“I knows dat mighty well. But you just watch out and see if you hain’t got more black folks up to your plantation dan you ought to have. You is a Union man and I know it, and you ain’t a-going to give me up just ’cause Marse Swayne says so.”

The negro started one way because he heard somebody calling him, and Mr. Sprague joined the men on the porch feeling as if he had a big responsibility resting upon him. He didn’t agree to take all the darkies in the county who might make up their minds to run away from their masters, and how was he going to support them all and find work for them to do?

“I tell you, this thing is coming to a head,” said Mr. Sprague to the man who sat next to him. “You remember what Stephens said about having a Government whose cornerstone should be slavery?”

The man remembered it perfectly. They used to get Confederate papers when the war first broke out, but now that they were in rebellion, and the postmaster was a rebel, they didn’t get a sight of one. The man who had charge of the office removed to Mobile as soon as he saw how things were going, and since then there had not been any post-office.

“Well, sir, old Cuff has just been talking to me, and he thinks of running away. He says that if he goes over into the other county he won’t get his freedom.”
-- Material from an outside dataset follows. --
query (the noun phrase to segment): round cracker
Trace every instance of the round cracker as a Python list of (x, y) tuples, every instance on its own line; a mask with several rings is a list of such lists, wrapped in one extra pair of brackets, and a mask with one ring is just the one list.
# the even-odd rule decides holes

“Good”[“Good”] said the man. “I am glad of it. We’ll see how their ‘corner-stone’ is going to hold out when they get their Confederacy. But they ain’t a-going to whip.”

“But this old Cuff thinks I am going to support him,” said Mr. Sprague. “I haven’t got any work for him to do.”

“Send him into the woods to cut logs for you,” said the man.

“I might do that, but I don’t see where I am going to find market for them. But I will get along somehow. Well, half an hour is gone, and they haven’t got many things out yet. Leon and Tom seem to be making it all right with Carl, don’t they?”

The two boys referred to stood patiently by until the resolutions were complete; then Tom took his copy and Leon fastened his eyes upon the torn manuscript and waited for him to read it. It was all correct; there wasn’t a mistake in it.